Author
Listed:
- Noumonvi, Koffi Dodji
- Havertz, Nils Helge
- Bohlin, Jonas
- van der Linden, Sebastian
- Nilsson, Mats B.
- Peichl, Matthias
Abstract
Peatlands play a crucial role in global carbon storage and methane emissions. Microtopographic features (hummocks, hollows, and lawns) are one of their main characteristics. These features strongly influence hydrological and biogeochemical processes, affecting vegetation patterns and greenhouse gas exchanges. Traditional methods for mapping peatland microtopography often rely on complex algorithms or require extensive field data, typically producing only a binary hummock-hollow classification. These shortcomings limit their applicability for large-scale studies.

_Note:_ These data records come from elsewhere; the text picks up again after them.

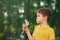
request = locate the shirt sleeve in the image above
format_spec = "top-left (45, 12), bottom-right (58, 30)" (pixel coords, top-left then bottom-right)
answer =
top-left (49, 29), bottom-right (55, 40)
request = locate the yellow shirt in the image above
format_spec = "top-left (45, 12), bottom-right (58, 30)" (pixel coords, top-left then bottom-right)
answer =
top-left (33, 25), bottom-right (55, 40)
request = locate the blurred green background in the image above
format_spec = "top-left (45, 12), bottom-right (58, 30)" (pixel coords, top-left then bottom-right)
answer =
top-left (0, 0), bottom-right (60, 40)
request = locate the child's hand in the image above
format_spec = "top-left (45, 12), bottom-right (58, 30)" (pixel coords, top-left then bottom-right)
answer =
top-left (22, 25), bottom-right (29, 32)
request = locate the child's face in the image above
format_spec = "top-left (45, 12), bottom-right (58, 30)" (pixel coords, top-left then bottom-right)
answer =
top-left (36, 13), bottom-right (44, 24)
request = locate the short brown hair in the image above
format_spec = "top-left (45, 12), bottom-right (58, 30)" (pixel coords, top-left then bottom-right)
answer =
top-left (37, 8), bottom-right (51, 21)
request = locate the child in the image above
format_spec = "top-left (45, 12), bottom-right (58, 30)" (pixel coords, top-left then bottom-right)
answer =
top-left (22, 8), bottom-right (55, 40)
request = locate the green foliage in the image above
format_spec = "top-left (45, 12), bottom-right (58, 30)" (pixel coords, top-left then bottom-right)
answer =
top-left (0, 0), bottom-right (60, 40)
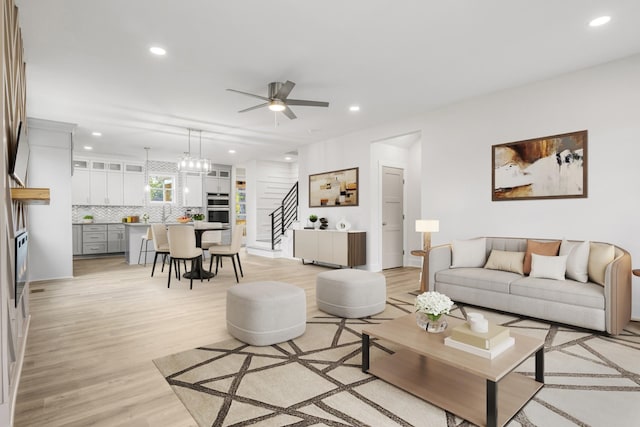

To address these challenges, we developed and validated HuHoLa (Hummock-Hollow-Lawn), an easy applicable and scalable model that classifies peatland microtopography using only a digital elevation model (DEM). HuHoLa applies a sink-filling approach to generate classifications, with a key feature being a threshold value to better capture the subtle variations in the non-flat lawn features. In addition to the microtopographic classification, the model provides a secondary output that acts as a proxy for water table depth (WTD) and soil temperature (Ts), thus offering a useful tool for understanding spatial variations in WTD and Ts across peatland landscapes. HuHoLa delivers a more nuanced and realistic depiction of peatland surface structure compared to traditional binary methods, with field-based validation demonstrating robust performance (Kappa coefficients of 0.62 and 0.81 for DEM resolutions of 30 cm and 50 cm, respectively) that outperforms traditional binary classification approaches (Kappa < 0.5 for DEM resolutions between 10 and 25 cm). The model is particularly suited for large-scale research applications. Its simplicity, requiring only a DEM, combined with its multi-purpose use, makes it an effective tool for advancing peatland studies and integrating with land surface models.
Suggested Citation
Noumonvi, Koffi Dodji & Havertz, Nils Helge & Bohlin, Jonas & van der Linden, Sebastian & Nilsson, Mats B. & Peichl, Matthias, 2025.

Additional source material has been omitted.